Novel constructive self-healing binder for silicon anodes with high mass loading in lithium-ion batteries

Binders play an important role in preserving the mechanical stability of electrodes. Nevertheless, the typical binders normally are not stretchable to withstand a repeated large volume change, which are not suitable for high-loading silicon anodes. Herein, inspired by the natural parthenocissus, an elastic self-healing CA-PAA binder is designed for silicon anode to implement long-terms stable cycling. The multiple hydrogen bonds formed by in-situ cross-linking of water soluble citric acid (CA) and poly (acrylic acid) (PAA) can establish a reversible network for silicon particles.
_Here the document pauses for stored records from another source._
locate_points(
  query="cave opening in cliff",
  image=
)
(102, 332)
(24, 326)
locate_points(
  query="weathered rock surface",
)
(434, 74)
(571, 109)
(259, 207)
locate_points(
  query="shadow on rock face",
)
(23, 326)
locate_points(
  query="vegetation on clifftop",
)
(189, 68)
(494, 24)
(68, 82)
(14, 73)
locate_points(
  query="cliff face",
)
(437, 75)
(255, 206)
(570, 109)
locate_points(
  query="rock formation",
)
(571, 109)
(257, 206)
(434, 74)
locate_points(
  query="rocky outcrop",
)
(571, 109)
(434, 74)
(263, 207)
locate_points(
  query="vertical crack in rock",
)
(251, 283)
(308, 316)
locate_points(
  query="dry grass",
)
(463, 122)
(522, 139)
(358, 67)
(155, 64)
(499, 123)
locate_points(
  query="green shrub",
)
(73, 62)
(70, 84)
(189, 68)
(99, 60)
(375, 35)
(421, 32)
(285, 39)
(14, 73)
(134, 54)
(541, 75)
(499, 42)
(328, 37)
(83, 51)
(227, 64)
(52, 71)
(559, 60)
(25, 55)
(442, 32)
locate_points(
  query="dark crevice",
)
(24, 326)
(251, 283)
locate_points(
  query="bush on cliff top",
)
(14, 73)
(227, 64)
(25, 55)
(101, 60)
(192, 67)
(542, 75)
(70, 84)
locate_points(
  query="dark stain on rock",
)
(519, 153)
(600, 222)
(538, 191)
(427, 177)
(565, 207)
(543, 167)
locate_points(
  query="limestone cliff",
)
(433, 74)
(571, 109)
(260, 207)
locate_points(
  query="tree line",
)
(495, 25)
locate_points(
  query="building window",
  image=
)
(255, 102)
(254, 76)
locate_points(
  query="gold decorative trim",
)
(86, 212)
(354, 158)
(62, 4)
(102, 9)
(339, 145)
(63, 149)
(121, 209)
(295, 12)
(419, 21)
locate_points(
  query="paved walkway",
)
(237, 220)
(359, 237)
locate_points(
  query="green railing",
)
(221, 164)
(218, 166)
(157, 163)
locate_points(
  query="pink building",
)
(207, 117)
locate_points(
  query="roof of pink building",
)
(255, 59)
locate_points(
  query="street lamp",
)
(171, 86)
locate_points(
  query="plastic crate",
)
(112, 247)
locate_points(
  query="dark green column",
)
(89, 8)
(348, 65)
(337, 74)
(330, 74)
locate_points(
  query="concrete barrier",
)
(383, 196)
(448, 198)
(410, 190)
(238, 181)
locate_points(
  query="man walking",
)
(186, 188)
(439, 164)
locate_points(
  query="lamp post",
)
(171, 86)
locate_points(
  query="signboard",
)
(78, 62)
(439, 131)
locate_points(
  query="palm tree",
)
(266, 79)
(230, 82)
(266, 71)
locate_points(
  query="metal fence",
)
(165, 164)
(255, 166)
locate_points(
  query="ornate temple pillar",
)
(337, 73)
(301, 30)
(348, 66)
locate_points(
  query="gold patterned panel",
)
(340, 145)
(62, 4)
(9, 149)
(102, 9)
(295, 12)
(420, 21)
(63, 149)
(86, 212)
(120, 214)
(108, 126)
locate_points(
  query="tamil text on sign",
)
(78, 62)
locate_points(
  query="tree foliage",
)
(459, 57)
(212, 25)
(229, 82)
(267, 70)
The CA molecule not only serves as the protecting buffer layer to release the inner stress and stabilize the solid electrolyte interface (SEI), but it can also connect with PAA to form a inner flexibility and outer rigidity spatial topology. Consequently, this self-healing binder enhanced silicon anode exhibits an excellent performance on accommodating the large volume change during cycling process. As expected, the silicon anode shows an impressive initial areal capacity of 6.5 mAh cm(-2), 78% capacity retention after 50 cycles with a high mass loading of 1.8 mg cm(-2), and an initial Coulombic efficiency of 89.5%. Meanwhile, the Si vertical bar vertical bar NCM811 full cell shows 74% capacity retention after 100 cycles with a reversible capacity of 1.7 mAh cm(-2).

Automated summary

The elastic self-healing CA-PAA binder designed for silicon anodes can accommodate large volume changes and maintain high performance during cycling.